C'est la soupe, surtout, qui me fait un bien fou, puis de pouvoir m'allonger. Je reste à somnoler "plus longtemps que prévu" d'ailleurs, car la pluie tombe inlassablement, et de plus en plus fort. J'aimerais qu'elle se calme un peu.

Retour à la boulangerie

Je quitte le chalet vers 9h30, paré de ma veste et pantalon de pluie. Heureusement, quelques décamètres plus loin, je me décide à remettre le short et tomber la veste: il y a maintenant une belle éclaircie. Je décide de continuer sur ma trace originelle, en direction de la Pointe de Chaurionde. J'ai plusieurs chemins possibles pour revenir à Ecole en partant dans cette direction, plus agréable que la descente directe vers la Compote.

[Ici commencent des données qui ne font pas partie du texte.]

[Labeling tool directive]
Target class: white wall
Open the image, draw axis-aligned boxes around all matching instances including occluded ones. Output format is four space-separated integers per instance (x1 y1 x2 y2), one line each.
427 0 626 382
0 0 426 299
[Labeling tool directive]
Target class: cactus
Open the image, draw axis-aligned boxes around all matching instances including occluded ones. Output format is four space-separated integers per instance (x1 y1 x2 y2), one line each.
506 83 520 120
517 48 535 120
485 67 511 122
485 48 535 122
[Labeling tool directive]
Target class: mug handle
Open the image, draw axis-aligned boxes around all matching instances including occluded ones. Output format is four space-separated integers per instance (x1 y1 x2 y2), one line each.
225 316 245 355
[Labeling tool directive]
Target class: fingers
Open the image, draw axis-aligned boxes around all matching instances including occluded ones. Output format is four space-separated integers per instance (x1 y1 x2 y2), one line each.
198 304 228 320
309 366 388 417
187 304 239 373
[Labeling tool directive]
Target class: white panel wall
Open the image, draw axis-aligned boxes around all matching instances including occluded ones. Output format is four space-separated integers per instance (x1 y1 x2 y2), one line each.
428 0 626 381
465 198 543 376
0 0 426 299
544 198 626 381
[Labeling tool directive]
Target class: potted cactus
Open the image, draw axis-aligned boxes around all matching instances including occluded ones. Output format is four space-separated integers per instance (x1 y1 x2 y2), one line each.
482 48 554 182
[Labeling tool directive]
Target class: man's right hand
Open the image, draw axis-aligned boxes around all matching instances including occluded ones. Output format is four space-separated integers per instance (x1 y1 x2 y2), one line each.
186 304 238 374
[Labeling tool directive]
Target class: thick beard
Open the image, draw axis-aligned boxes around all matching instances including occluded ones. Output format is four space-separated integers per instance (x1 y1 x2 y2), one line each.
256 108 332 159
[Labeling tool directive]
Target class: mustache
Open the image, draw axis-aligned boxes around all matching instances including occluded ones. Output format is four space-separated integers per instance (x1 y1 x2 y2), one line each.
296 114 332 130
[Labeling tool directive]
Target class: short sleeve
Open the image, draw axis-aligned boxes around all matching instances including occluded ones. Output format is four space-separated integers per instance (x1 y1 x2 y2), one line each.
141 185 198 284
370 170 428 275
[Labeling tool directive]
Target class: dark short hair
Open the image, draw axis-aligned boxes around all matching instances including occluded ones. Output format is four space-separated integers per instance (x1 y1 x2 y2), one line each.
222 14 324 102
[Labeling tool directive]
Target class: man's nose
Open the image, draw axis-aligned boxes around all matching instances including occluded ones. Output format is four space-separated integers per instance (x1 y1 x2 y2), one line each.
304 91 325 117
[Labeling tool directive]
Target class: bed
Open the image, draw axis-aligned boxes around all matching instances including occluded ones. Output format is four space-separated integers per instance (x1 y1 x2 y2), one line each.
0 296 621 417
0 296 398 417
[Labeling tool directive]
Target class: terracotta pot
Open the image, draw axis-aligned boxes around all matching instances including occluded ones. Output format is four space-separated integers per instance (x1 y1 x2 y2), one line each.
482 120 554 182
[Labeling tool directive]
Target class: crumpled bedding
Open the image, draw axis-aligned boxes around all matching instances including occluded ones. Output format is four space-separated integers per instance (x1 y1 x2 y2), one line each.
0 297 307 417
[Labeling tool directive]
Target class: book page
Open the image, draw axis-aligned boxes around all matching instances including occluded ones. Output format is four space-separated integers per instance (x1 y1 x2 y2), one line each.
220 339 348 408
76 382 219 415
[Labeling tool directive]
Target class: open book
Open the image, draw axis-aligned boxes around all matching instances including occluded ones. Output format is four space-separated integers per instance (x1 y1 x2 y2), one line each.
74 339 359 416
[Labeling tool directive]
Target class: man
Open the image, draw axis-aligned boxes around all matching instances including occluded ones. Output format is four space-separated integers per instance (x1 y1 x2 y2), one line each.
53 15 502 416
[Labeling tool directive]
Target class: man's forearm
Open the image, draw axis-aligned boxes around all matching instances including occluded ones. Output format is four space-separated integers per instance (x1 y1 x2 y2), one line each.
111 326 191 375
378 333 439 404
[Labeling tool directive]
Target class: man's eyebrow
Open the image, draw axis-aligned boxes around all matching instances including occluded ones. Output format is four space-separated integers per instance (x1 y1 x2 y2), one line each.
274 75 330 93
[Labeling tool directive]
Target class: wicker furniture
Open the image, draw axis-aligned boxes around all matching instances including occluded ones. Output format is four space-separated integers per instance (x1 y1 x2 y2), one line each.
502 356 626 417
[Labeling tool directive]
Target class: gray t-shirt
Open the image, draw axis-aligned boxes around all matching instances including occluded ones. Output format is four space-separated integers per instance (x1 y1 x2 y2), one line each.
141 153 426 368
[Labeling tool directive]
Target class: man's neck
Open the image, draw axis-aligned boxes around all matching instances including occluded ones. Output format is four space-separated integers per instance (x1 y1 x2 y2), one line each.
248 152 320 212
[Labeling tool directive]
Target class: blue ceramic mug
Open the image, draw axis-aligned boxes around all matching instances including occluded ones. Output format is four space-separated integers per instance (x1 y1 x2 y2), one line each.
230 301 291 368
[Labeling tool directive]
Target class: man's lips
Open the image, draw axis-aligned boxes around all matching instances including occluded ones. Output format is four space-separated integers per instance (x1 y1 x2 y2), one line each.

J'avale la descente a bon trôt, puis retourne au pas pour le col de Cherel. Pendant ce temps, je fais mes calculs horaires. Je n'aurai pas le temps de grimper la Pointe de Chaurionde si je veux être rentré à St-Pierre pour le dernier train. Et je n'ai pas vraiment envie de faire une seconde nuit dans ces conditions. La météo m'a épuisé, et surtout, je pense à mon pied gauche. La bursite provoque parfois des brûlures bien douloureuses. Ce sera donc le tour de l'Arcalod. Des chemins que je ne connais pas, mais avec un bout de carte visualisé la veille sur le fond de batterie du téléphone, et mes souvenirs de la topo du coin, ça parait raisonnable. Ensuite je remonterai sur le col de la Fullie pour descendre à St-Pierre par le Mont Pelat.

A 13h, je peux donc m'acquitter de ma dette, et dépenser encore plus de sioux pour goûter les délices de cette boulangerie artisanale, avec cuisson au feu de bois.

La tartelette aux noix est une tuerie. Je reprends un sablé, et tente un brownie bien gras et goûtu, en plus d'un nouveau pain au sésame.

Rentrage à la gare

Aller zou, faut pas oublier qu'il y a un train à prendre. Deuxième passage sur le chemin qui tabasse en direction de la Fullie. Je suis cramé, sec. L'eau ne me fait aucun effet, je pourrais boire en continu.

Mais tant bien que mal, et en boitant un peu, remettant régulièrement la manchette au fond de la chaussure, je parviens au Mont Pelat.

Dernier coup de gopro, prêtée par Sylvain, et que je n'ai finalement que très peu utilisée sur cette bambée, et zou, descente vers la gare ! Mais je me retrouve dans un alpage labouré par les vaches, à tenter de suivre un sentier non marqué. Bref, à force de passer là où ça passe, je finis par arriver à Routhennes au lieu du col du Frêne, où je me fais prendre en stop par un couple de retraités qui habitent St-Pierre-d'Albigny, et me déposent devant la gare: merci à eux !

A penser la prochaine fois

  • Prendre du liquide !
  • Prendre la carte papier, ça peut servir, quand même
  • Autre chose que du pain, en alimentation solide, ça pourrait être pas mal

La trace de la bambée est sur strava (103km 7500mD+). J'ai pris mon temps, car aux 31h pendant lesquelles mon GPS est resté allumé, il faut ajouter 5h au chalet du Charbon.